L’EM met en tension pratique et théorie (psychanalyse, sociologies, histoire, droit, philosophie…) dans un mouvement d’interrogations réciproques, visant à réduire l’écart entre savoirs savants et savoirs ordinaires, pour une autoformation dans un collectif émancipateur.
Et comme en Pédagogie Institutionnelle où les techniques ne sont rien sans le souci éthique de ne pas nuire, ici, avec de l’outil, il faut de l’exigence et de la patience. Et au-delà de situations concrètes et insatisfaisantes, c’est un entrainement à penser et analyser autrement pour viser à transformer la société plutôt qu’à y pallier.

Une éthique

Si, en PI, on s’efforce surtout de « ne pas nuire », en EM, on essaie d’être « le moins salaud possible »... Et ce n’est pas si facile. La tentation d’instrumentaliser l’autre nous guette toujours. On peut même instrumentaliser la PI et l’EM aussi pour sa propre jouissance aux dépens de l’autre. Il y a donc, en PI comme en EM, cette volonté, cette exigence par rapport à soi-même de remettre en question la place qu’on prend dans les relations humaines et les rapports sociaux. Et comme on sait que l’insu de notre plein gré, bien planqué dans son placard, nous pousse souvent à nuire et faire le salaud, on décide de se mettre soi et ses pratiques comme objet de travail et d’analyse par et avec le groupe.

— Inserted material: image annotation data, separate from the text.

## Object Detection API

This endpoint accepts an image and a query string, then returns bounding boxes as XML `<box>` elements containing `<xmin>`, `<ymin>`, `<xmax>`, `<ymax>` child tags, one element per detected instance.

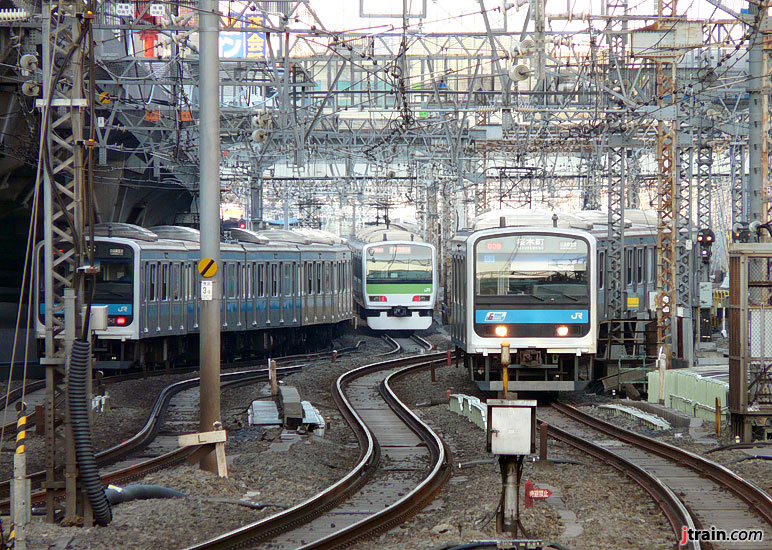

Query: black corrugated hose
<box><xmin>67</xmin><ymin>340</ymin><xmax>113</xmax><ymax>527</ymax></box>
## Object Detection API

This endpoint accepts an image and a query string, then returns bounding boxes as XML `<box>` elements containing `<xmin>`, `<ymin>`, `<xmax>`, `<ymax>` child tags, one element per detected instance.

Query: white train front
<box><xmin>450</xmin><ymin>223</ymin><xmax>598</xmax><ymax>391</ymax></box>
<box><xmin>348</xmin><ymin>230</ymin><xmax>437</xmax><ymax>330</ymax></box>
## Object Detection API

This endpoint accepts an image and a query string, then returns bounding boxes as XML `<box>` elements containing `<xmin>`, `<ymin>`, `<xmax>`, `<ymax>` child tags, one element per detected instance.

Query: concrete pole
<box><xmin>199</xmin><ymin>0</ymin><xmax>223</xmax><ymax>472</ymax></box>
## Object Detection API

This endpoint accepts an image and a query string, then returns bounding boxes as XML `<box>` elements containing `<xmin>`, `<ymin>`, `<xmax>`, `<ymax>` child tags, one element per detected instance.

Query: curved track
<box><xmin>540</xmin><ymin>403</ymin><xmax>772</xmax><ymax>550</ymax></box>
<box><xmin>183</xmin><ymin>353</ymin><xmax>451</xmax><ymax>550</ymax></box>
<box><xmin>0</xmin><ymin>366</ymin><xmax>302</xmax><ymax>509</ymax></box>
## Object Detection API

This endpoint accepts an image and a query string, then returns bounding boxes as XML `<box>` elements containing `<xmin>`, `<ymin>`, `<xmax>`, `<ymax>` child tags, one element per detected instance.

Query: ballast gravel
<box><xmin>18</xmin><ymin>330</ymin><xmax>673</xmax><ymax>550</ymax></box>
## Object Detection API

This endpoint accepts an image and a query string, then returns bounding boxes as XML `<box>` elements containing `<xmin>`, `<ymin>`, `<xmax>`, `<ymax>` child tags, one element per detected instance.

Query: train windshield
<box><xmin>367</xmin><ymin>248</ymin><xmax>432</xmax><ymax>284</ymax></box>
<box><xmin>475</xmin><ymin>235</ymin><xmax>589</xmax><ymax>303</ymax></box>
<box><xmin>86</xmin><ymin>247</ymin><xmax>134</xmax><ymax>303</ymax></box>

En EM, l’évitement du dual – duel est également recherché. On annonce qu’on veut élucider, voir clair ensemble, plutôt qu’argumenter, avoir raison contre l’autre. La méthode, la multiplicité des aspects et des points de vue, la recherche de contradictions qui dépassent les personnes, la volonté d’envisager des explications multiples, de se permettre des hypothèses divergentes..., c’est tout cela qui en EM, fait médiation, suscite le désir de chercher plus loin, et empêche le dual.

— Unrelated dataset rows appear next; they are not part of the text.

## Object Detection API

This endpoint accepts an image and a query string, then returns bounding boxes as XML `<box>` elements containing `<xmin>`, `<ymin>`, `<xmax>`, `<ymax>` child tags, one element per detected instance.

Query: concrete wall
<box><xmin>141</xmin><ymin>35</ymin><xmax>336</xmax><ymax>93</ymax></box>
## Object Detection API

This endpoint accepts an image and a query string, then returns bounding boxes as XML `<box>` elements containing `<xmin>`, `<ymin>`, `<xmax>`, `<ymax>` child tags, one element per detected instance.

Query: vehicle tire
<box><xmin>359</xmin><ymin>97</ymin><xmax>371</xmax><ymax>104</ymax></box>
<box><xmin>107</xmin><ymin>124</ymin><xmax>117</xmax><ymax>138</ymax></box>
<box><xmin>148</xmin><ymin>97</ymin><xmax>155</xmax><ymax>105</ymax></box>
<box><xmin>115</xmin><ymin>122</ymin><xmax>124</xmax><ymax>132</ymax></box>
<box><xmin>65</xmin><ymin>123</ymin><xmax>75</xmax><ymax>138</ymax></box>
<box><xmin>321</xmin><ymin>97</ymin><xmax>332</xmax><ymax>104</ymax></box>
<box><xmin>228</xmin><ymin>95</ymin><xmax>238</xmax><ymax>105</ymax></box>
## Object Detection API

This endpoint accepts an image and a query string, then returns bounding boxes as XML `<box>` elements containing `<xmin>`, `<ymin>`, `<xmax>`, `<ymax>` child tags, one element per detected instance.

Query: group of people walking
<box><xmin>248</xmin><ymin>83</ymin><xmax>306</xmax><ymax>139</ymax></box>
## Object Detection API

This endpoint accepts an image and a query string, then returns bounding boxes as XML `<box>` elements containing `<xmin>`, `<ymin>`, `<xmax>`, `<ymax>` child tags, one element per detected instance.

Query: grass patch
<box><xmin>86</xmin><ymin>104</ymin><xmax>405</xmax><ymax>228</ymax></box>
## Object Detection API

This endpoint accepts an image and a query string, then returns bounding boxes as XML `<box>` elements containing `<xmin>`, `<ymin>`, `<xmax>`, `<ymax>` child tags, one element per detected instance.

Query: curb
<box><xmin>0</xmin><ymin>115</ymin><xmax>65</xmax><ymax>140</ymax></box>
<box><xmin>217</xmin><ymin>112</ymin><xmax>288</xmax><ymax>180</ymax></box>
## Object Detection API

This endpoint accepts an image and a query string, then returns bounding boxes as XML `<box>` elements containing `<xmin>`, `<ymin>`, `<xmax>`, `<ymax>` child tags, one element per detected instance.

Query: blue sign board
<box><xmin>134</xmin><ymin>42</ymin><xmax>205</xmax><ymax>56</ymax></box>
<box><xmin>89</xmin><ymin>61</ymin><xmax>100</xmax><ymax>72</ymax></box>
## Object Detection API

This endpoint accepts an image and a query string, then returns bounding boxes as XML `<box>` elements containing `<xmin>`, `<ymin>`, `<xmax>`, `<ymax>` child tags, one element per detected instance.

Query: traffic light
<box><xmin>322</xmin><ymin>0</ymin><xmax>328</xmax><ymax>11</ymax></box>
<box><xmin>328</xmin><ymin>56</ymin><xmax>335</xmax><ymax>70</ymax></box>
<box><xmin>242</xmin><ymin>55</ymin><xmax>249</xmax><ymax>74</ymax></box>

Et il y a la question de celui qui amène la situation concrète insatisfaisante, qui est partie prenante et se livre au groupe. Fait-on son « procès » ? Oui et non. Ce n’est pas le procès de cette personne qu’on fait, mais le procès de l’animal-humaine condition qui est en cette personne comme en chacun de nous. Alors bien sûr, on peut s’estimer meilleur, différent des autres humains, estimer échapper à ce qui nous fabrique, nous humains, le psychologique, le sociologique, l’économique, l’ethnologique... Et c’est souvent vrai (sinon on ne participerait pas du tout à ce genre d’analyse réflexive). Mais l’idée est que nous tous, les uns un peu plus, les autres un peu moins, et sans doute chacun différemment, nous sommes pris par les mêmes bazars, psychologiques, sociologiques, économiques, ethnologiques... et que c’est le « procès » de ces bazars qu’on fait, et pas celui de la personne. Ce n’est pas si facile à accepter.
Ce sera plus facile à accepter s’il y a réciprocité. On insiste en EM, comme en PI, pour que chaque membre du groupe y passe, histoire de ne pas faire le voyeur habillé dans un camp naturiste et évidemment à la condition aussi que l’animateur l’ait lui-même vécu de nombreuses fois. Reste la question jamais résolue du jusqu’où va-t-on dans le questionnement, dans la nécessaire déstabilisation, d’autant que la jouissance de l’animateur de l’analyse EM, du responsable PI, risque toujours de s’en mêler. D’où l’exigence et la volonté que l’animateur, le responsable retravaille cela aussi, se livre aussi à un autre groupe ou au même.